Auf Gelände der ehemaligen "Ludendorff-Kaserne", das von den amerikanischen Streitkräften bis Anfang der 90er Jahre genutzt wurde, entstand auf einer Fläche von ca. 17ha der "Wohnpark Neckarstraße". Für die städtebauliche Planung in Kornwestheim bildet das Konversionsgelände im Osten des Stadtgebiets, in ca. 1km Entfernung zum Zentrum, einen Schwerpunkt für den Wohnungsbau. Bei der Planung des neuen Wohngebiets spielte auch die Verbindung zwischen dem im Süden gelegenen Gebiet "Ost" und dem im Norden gelegenen Gebiet "Klingelbrunnen" eine bedeutende Rolle.

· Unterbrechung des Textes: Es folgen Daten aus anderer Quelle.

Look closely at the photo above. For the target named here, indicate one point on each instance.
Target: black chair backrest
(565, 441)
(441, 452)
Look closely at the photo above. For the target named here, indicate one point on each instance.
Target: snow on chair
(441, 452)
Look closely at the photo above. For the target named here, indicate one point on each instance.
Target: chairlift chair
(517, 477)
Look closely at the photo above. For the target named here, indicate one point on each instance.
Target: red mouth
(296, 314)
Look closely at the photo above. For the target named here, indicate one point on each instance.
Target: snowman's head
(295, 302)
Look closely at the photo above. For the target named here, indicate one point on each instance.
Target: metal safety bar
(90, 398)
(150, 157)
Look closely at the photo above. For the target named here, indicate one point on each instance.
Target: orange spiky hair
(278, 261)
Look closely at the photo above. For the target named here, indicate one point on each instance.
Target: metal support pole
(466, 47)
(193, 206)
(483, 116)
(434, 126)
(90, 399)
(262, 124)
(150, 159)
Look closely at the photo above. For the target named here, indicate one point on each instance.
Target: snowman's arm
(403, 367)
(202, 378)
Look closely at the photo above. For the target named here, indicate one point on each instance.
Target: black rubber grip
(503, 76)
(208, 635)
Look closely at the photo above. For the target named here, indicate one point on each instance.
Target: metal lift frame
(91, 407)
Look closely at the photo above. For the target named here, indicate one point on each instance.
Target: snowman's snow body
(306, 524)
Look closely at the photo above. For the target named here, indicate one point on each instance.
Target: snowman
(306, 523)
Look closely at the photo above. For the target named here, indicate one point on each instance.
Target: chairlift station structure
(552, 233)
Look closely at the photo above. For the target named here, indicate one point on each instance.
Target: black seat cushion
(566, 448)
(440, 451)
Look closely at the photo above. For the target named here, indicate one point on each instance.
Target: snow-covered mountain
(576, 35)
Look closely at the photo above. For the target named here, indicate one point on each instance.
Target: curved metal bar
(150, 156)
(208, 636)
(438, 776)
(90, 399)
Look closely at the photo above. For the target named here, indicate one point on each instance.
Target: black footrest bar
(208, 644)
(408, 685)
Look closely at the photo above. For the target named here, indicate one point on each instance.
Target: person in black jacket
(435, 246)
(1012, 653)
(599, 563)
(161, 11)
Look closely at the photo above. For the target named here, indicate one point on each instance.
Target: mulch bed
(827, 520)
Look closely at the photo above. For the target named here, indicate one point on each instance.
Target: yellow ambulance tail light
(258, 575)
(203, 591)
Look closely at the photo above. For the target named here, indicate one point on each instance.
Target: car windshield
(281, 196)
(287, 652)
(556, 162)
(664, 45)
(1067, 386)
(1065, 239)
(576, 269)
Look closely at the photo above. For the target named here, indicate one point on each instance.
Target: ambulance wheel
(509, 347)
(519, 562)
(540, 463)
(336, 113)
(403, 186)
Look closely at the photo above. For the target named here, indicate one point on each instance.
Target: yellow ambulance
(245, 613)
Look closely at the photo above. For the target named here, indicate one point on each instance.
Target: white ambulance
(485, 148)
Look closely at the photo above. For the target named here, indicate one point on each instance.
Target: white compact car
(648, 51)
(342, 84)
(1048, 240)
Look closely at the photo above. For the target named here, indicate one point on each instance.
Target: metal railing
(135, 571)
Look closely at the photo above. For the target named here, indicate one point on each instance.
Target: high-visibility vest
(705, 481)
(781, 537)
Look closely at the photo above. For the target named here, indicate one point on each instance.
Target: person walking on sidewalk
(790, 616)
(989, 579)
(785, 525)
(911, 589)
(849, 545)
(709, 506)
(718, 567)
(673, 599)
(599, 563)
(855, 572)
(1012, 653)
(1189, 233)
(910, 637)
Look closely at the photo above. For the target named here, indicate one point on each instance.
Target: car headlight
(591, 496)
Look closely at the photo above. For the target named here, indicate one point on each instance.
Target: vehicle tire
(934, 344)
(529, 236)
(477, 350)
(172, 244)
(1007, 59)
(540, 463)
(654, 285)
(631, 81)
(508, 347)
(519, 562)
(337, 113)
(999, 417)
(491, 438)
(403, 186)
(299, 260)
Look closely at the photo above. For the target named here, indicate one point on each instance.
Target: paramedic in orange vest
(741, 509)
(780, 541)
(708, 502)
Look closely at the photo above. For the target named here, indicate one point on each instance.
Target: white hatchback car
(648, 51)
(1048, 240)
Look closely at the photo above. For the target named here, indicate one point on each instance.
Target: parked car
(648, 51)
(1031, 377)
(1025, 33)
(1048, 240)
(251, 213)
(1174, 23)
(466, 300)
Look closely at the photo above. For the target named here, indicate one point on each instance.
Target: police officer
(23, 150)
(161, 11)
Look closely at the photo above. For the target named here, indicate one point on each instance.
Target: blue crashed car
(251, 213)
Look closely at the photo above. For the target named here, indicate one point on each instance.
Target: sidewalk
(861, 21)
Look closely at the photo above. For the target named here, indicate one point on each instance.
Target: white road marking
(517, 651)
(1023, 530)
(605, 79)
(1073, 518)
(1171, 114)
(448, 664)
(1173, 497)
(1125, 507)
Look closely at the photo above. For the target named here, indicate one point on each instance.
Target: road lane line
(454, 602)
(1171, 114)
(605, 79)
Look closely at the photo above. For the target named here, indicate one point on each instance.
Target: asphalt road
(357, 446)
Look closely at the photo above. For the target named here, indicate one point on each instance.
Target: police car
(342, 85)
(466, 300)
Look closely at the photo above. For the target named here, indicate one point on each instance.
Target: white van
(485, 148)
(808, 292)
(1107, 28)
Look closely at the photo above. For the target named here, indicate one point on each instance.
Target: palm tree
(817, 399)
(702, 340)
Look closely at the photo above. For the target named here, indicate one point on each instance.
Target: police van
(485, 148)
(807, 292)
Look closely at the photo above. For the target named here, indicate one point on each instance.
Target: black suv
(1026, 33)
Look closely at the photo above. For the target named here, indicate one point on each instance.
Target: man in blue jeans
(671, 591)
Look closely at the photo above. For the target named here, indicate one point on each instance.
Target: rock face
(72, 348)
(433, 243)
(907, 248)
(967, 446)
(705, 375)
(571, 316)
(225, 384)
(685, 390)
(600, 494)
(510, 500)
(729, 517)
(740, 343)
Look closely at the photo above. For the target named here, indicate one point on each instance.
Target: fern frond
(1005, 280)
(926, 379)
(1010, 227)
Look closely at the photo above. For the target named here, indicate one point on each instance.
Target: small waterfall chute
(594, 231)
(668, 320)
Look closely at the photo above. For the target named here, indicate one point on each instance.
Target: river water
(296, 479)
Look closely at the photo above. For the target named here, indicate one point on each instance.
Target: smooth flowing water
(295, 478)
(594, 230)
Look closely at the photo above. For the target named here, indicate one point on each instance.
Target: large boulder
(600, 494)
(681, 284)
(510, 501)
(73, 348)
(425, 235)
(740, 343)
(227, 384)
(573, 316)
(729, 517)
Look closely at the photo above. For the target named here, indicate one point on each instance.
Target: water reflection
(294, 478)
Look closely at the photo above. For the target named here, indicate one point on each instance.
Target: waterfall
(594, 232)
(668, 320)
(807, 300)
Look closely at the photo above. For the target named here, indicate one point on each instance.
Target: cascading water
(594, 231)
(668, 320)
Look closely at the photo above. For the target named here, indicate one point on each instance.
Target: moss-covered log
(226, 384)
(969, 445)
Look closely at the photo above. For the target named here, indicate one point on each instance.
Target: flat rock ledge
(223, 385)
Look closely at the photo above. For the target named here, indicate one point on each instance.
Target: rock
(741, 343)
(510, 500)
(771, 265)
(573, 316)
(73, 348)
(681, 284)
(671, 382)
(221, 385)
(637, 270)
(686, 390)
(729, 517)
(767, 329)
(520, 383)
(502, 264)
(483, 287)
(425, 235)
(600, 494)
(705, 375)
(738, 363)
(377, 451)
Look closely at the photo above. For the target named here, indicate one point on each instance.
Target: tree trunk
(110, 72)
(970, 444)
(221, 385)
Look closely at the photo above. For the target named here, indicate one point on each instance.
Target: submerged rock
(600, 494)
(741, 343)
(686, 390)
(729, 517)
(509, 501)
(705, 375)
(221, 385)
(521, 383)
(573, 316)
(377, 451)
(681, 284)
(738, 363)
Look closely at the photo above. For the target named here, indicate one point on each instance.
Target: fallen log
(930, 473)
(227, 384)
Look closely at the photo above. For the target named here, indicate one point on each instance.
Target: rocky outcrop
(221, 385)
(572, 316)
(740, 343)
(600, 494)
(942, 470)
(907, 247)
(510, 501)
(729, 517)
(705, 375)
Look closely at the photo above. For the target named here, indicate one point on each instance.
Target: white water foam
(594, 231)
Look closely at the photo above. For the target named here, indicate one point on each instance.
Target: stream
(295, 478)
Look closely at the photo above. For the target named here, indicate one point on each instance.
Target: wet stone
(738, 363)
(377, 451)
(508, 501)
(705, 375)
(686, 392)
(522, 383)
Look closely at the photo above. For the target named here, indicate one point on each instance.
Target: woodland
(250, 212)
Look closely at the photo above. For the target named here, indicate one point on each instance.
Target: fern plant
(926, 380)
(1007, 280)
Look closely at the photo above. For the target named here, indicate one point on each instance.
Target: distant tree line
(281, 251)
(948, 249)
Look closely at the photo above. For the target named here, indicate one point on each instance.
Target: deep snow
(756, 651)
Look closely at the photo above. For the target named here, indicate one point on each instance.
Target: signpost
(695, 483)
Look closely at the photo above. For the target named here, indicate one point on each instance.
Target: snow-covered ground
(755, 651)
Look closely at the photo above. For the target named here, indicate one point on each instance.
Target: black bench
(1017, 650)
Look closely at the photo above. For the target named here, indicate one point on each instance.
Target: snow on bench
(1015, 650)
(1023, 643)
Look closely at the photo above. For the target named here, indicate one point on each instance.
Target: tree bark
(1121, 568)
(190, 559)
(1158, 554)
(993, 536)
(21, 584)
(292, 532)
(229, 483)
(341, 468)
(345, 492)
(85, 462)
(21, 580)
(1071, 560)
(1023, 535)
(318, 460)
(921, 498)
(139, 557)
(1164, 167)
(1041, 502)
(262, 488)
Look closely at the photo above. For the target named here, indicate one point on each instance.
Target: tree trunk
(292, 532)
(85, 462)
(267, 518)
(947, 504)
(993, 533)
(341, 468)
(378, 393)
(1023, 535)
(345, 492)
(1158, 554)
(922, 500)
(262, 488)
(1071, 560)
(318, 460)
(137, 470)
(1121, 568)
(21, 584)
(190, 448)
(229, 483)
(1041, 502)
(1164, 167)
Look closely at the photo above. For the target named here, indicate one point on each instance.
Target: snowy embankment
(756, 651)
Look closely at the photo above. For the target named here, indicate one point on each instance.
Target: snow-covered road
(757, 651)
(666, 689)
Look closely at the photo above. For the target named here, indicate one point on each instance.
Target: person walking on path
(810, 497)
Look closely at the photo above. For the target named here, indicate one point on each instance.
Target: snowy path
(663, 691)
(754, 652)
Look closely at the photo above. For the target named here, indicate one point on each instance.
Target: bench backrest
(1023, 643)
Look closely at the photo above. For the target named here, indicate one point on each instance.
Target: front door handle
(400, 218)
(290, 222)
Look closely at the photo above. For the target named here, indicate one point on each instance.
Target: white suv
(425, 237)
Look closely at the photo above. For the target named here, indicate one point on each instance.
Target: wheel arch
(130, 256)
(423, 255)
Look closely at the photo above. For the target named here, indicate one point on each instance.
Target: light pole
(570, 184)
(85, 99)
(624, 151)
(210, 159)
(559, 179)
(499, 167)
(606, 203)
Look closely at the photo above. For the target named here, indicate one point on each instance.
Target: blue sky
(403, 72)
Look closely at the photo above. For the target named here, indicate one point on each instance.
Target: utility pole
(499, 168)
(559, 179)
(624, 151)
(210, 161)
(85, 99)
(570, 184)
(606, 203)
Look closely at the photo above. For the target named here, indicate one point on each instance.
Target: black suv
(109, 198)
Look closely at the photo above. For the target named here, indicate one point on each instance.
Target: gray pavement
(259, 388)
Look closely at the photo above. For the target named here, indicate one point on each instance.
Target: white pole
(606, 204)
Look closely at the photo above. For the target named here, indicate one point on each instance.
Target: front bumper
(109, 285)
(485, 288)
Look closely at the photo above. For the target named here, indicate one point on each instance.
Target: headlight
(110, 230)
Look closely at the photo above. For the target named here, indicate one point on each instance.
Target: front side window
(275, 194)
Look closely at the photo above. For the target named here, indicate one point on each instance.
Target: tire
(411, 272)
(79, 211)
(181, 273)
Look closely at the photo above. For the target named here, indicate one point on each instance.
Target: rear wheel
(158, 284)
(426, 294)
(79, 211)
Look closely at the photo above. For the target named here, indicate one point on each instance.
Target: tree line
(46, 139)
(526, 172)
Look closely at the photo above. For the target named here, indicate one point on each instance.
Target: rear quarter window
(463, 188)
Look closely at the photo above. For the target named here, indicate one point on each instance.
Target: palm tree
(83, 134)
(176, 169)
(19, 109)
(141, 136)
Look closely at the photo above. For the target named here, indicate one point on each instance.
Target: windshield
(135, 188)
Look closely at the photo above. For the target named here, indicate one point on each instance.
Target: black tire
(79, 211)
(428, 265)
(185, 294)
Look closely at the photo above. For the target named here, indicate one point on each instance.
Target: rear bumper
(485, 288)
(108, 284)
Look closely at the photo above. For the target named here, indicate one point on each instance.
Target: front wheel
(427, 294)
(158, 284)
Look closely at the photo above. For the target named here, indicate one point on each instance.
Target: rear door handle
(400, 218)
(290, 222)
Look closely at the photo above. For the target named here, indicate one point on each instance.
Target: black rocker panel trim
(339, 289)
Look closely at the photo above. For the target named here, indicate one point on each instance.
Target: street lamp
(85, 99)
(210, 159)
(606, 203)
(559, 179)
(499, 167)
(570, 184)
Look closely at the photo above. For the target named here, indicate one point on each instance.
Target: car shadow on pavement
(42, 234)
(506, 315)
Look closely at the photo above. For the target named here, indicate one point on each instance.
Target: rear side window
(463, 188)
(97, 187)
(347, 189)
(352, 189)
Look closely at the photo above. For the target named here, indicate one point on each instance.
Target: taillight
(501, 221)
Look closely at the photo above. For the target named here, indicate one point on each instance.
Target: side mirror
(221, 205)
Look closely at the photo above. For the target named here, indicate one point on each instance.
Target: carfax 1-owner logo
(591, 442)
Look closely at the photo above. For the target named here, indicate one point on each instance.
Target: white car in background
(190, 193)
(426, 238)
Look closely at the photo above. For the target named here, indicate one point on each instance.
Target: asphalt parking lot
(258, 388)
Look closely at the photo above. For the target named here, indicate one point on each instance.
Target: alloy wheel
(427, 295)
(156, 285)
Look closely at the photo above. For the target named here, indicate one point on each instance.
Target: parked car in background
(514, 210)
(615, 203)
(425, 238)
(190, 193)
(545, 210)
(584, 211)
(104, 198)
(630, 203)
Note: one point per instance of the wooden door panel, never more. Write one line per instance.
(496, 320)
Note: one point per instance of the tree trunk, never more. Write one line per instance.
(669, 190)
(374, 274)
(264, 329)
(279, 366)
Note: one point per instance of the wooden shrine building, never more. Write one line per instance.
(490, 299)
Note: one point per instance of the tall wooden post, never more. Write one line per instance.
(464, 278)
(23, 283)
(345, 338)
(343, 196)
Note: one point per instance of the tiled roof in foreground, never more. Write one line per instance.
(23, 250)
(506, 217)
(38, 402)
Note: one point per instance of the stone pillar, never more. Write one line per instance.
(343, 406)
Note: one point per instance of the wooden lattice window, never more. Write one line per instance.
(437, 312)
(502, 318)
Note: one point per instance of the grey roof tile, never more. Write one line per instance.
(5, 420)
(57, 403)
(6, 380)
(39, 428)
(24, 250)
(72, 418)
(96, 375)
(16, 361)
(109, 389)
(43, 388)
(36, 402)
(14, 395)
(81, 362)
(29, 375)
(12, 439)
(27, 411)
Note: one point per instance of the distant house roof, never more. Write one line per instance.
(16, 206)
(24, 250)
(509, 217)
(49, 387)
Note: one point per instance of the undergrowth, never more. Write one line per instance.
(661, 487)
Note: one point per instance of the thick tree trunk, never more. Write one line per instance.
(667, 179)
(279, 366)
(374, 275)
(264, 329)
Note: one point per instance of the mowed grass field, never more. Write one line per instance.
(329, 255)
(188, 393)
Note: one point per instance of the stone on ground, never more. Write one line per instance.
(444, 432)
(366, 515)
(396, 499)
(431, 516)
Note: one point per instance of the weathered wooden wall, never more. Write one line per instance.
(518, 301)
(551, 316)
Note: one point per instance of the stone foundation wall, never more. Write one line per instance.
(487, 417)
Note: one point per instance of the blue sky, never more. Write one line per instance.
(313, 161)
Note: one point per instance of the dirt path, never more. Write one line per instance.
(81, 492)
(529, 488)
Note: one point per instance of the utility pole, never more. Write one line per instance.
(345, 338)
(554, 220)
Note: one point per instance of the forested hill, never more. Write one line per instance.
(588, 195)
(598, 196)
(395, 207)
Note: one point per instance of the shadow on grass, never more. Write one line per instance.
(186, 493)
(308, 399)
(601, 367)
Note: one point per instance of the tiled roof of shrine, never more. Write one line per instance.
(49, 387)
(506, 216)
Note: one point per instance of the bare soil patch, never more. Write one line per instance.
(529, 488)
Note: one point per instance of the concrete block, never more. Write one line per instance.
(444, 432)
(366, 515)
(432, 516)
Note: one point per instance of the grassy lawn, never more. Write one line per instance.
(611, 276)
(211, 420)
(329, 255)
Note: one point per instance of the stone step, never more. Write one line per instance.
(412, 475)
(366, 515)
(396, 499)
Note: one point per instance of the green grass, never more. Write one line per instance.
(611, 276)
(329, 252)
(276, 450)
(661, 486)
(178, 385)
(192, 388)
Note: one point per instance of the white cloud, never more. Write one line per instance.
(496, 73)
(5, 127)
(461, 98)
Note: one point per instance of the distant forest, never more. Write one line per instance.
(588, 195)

Die Städtebauliche Konzeption vom September 1998 sah einzelne Quartiere mit Reihenhäusern und Geschosswohnungsbau vor, zu deren Bebauung Bauträgerwettbewerbe durchgeführt wurden. Ein Teilbereich am Rande des Gebiets wurde direkt an Einzelbauherren zur Bebauung mit freistehenden Einfamilienhäusern vergeben. Im Süden des Konversionsgebietes, im Übergang zum Gebiet "Ost", wurden zwei- bis dreigeschossige, südorientierte Reihenhäuser erstellt. Der Geschosswohnungsbau ist nördlich und südlich der zentralen Grünachse angeordnet und stellt gemeinsam mit dem alten Baumbestand der Kaserne das Rückgrat des Gebietes dar. Im nord-westlichen Bereich wurde von der Grünachse aus in Richtung "Klingelbrunnen" ein homogener Übergang zum bestehenden Wohngebiet hergestellt. Die Hanglage macht es möglich, hier von Norden erschlossene zwei- bis dreigeschossige Reihenhäuser zu konzipieren, deren Gartenbereiche nach Süden orientiert sind.

Innerhalb des Baugebietes befindet sich eine in Ost-West Richtung verlaufende Baumallee mit großkronigen Laubbäumen. Mit der Ausbildung eines breitflächig angelegten Grünzuges konnte ein Großteil des alten Baumbestandes erhalten werden. Am westlichen Baugebietsrand, zwischen der Bundesstraße 27 und der geplanten Bebauung, entstand ein Lärmschutzwall. Dieser wurde direkt in den am westlichen Rand verlaufenden Grünstreifen integriert.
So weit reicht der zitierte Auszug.